Bouteflika aime faire du surplace. Certains le qualifient de président du statu quo. L’exemple de la révision de la constitution en est l’une des meilleures illustrations.
A la faveur d’une prestation de serment chaotique, le président a décidé, mardi, de remettre à plat le projet de la nouvelle Constitution, croit savoir certaines voix autorisées du pouvoir. On efface tout et on recommence donc. Eh oui, on savait Bouteflika indifférent à tout, aux urgences nationales et internationales, au feu qui couve dans la société. Sauf à son destin. En vrai, il n’obéit qu’à son propre agenda. On l’a écrit ici à maintes reprises.

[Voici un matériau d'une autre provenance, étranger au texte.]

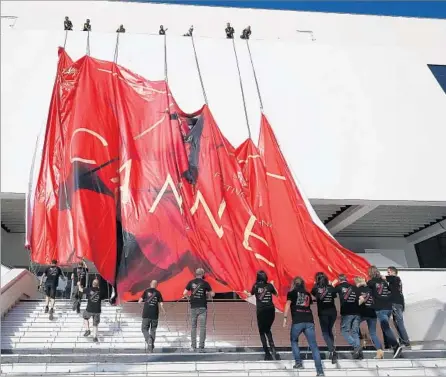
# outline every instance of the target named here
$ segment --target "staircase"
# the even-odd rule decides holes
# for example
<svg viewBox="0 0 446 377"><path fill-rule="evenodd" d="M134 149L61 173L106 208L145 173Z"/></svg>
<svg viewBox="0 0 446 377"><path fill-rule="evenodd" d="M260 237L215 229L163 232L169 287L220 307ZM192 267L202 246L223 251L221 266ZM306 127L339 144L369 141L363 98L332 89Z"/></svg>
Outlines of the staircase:
<svg viewBox="0 0 446 377"><path fill-rule="evenodd" d="M85 306L85 303L82 305ZM2 320L2 375L37 376L312 376L311 354L302 339L304 370L294 371L289 349L289 329L281 327L279 314L273 327L282 361L263 361L254 307L244 302L210 303L206 353L194 354L190 346L187 303L166 303L160 318L155 353L147 354L140 330L141 306L103 304L99 343L84 338L82 317L69 301L56 302L54 320L44 313L42 301L22 301ZM337 329L339 326L337 325ZM324 344L318 333L318 343ZM340 350L345 343L337 337ZM446 376L446 350L405 350L403 358L374 360L366 351L362 361L340 351L332 365L324 361L327 376ZM325 358L326 352L322 352Z"/></svg>

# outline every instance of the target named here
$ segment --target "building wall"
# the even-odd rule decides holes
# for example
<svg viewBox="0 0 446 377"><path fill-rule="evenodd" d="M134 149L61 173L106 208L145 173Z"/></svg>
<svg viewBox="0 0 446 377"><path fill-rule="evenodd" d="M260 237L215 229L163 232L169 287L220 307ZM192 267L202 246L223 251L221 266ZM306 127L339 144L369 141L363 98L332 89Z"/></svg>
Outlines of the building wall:
<svg viewBox="0 0 446 377"><path fill-rule="evenodd" d="M403 237L336 237L341 245L354 251L355 253L366 253L366 251L375 250L394 264L405 260L406 265L402 267L419 268L417 253L413 244L406 241ZM381 251L380 251L381 250ZM398 254L402 252L403 258ZM363 255L370 263L375 263L377 258ZM389 262L390 265L390 262ZM381 266L380 266L381 267Z"/></svg>
<svg viewBox="0 0 446 377"><path fill-rule="evenodd" d="M1 264L8 267L28 267L29 254L24 246L25 234L8 233L3 229L1 234Z"/></svg>
<svg viewBox="0 0 446 377"><path fill-rule="evenodd" d="M113 59L113 31L124 23L118 62L154 80L164 77L163 39L146 33L165 23L169 84L186 111L203 103L191 42L179 36L193 23L211 110L234 145L247 130L232 44L221 27L250 23L265 113L310 198L446 201L446 175L426 163L427 156L444 157L446 96L427 68L446 64L442 20L120 2L20 1L2 8L19 17L14 28L2 21L2 192L27 189L69 15L77 29L91 18L91 54L101 59ZM316 40L296 29L313 30ZM244 42L236 46L257 138L249 55ZM85 33L69 34L73 58L85 48Z"/></svg>

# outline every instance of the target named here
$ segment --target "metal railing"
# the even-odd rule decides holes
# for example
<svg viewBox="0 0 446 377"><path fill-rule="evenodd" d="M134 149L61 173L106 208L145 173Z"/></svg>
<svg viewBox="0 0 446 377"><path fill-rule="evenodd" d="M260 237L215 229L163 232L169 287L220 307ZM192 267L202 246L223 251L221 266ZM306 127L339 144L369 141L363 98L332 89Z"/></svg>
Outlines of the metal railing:
<svg viewBox="0 0 446 377"><path fill-rule="evenodd" d="M15 23L17 22L17 19L18 19L17 16L0 16L0 18L2 19L2 21L3 21L3 19L10 20L11 21L9 24L10 28L13 28L15 26Z"/></svg>

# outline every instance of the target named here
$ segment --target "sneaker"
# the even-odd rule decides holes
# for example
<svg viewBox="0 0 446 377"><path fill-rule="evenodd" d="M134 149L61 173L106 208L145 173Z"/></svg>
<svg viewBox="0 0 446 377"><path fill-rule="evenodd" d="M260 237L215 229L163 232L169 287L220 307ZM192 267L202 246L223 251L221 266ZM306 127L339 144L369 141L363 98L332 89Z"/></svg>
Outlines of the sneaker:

La preuve ? Les conclusions rendues par le président du Conseil de la nation, Abdelkader Bensalah, après des mois de travail, ont été écartées. Que reproche-t-il au travail dont les Algériens ignorent les contours de ce fidèle serviteur. Pourquoi maintenant ?
On se rappelle que Bouteflika a chargé Bensalah au lendemain du printemps arabe de proposer une révision de la loi fondamentale. Ce dernier avait, pendant plusieurs semaines, en 2011, dirigé les consultations auprès des partis politiques, des personnalités et experts. Après plusieurs mois de travail, la commission, composée d’experts et de juristes, avait rendu son projet à l’automne dernier.
Mais au lendemain de sa prestation de serment, le président Bouteflika, qui entame un quatrième mandat dans un état de quasi grabataire, imposé par la force de la fraude et la manœuvre a décidé de tout reprendre à zéro.
A en croire Amar Saâdani, l’âme damnée du pouvoir, le travail de Bensalah et de la commission ira droit à la poubelle, car il relève désormais «du passé». «On peut dire que le travail effectué par la Commission présidée par Abdelaker Bensalah et la Commission technique ne sera pas pris en compte dans l’élaboration de la nouvelle Constitution», a-t-il indiqué.
Faut-il accorder quelque crédit aux déclarations de Saadani quand il affirme que Bouteflika veut impliquer l’opposition dans la rédaction de la constitution ? On a quelque doute de croire que ce président qui a méprisé souverainement jusqu’à présent l’opposition, interdit toute expression libre dans la rue puisse avoir soudainement une vertu de rassembleur pour lancer une « constitution consensuelle ». Les déclarations faites à cette occasion ne sont qu’un autre leurre pour mener en bateau son monde. Et ceux qui, de plus en plus rares, lui accordent une once de vérité.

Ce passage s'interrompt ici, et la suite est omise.